## Missing values
By the end of this lecture you will be able to:
- identify missing values in a `DataFrame`
- count the number of missing values in a column
- find and drop `null` or non-`null` values

In [2]:
import polars as pl
import polars.selectors as cs

In [17]:
csv_file = '../../Files/Sample_Superstore.csv'

df = pl.read_csv(csv_file)


> In Pandas a missing value can be represented with a `null`,`NaN` or `None` value depending on the dtype of the column. Polars also allows `NaN` values for floating point columns to represent non-numberic values (e.g. where division by zero has occurred). This use of `NaN` is distinct from missing values. 

### Metadata on `null` values
Polars stores metadata about `null` values for each column in a `DataFrame`.

#### Null count
Polars stores a count of how many `null` values there are.
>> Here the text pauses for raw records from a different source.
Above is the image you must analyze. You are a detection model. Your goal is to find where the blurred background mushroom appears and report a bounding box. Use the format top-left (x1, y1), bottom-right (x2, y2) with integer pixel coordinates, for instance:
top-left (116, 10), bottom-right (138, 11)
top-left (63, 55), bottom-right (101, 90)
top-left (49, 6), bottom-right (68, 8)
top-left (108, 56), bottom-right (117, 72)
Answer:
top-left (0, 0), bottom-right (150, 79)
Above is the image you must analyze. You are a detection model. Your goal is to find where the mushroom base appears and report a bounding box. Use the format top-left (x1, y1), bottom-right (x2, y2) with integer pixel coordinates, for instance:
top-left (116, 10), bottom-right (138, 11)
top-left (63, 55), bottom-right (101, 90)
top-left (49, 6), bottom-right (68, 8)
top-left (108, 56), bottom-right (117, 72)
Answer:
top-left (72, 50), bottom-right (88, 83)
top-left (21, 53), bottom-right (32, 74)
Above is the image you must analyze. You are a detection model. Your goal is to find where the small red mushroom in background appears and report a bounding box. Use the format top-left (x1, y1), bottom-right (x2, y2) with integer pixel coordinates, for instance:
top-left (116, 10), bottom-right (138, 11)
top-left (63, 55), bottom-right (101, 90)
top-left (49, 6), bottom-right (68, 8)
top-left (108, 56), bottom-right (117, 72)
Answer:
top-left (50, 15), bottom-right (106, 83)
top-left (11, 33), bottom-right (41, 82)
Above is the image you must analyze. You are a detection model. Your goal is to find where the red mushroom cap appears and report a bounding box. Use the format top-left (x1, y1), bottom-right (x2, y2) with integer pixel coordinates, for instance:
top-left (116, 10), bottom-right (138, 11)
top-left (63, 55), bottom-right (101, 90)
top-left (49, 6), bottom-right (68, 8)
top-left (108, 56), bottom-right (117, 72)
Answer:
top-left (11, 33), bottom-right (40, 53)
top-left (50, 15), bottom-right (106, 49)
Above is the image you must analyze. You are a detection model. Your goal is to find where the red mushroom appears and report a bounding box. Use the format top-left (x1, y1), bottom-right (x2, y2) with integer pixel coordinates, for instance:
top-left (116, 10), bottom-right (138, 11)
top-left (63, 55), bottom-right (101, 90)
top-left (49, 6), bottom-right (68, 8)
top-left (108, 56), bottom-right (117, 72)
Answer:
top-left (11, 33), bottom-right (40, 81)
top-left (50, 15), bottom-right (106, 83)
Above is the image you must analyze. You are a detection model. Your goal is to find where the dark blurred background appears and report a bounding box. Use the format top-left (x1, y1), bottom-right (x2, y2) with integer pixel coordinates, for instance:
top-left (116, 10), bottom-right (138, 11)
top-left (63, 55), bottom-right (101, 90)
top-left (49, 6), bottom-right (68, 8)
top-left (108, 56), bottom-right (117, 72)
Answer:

We can access this with the `null_count` method on a single column or on all the columns

In [6]:
df.null_count()

Row_ID,Order_ID,Order_Date,Ship_Date,Ship_Mode,Customer_ID,Customer_Name,Segment,Country,City,State,Postal_Code,Region,Product_ID,Category,Sub_Category,Product_Name,Sales,Quantity,Discount,Profit,Is_Return
u32,u32,u32,u32,u32,u32,u32,u32,u32,u32,u32,u32,u32,u32,u32,u32,u32,u32,u32,u32,u32,u32
0,0,2,6,1,0,1,0,0,0,1,0,0,0,8,3,0,0,0,0,0,4


Polars keeps track of the `null_count` at all times so this is a cheap operation regardless of the size of the column.

### Finding `null` values

We use the `is_null` expression to find out each value is `null` for the converse

In [10]:
(
    df
    .select(
        [
            pl.col("Customer_Name"),
            pl.col("Category").is_null().alias("Category_is_null"),
            pl.col("Region").is_null().alias("Region_is_null")
        ]
    ).head()
)

Customer_Name,Category_is_null,Region_is_null
str,bool,bool
"""Claire Gute""",False,False
"""Claire Gute""",False,False
"""Darrin Van Huff""",False,False
"""Sean O'Donnell""",False,False
"""Sean O'Donnell""",False,False


### Filtering by `null` values

#### Filtering on a single column
We can use these methods to filter by `null` values on a single column.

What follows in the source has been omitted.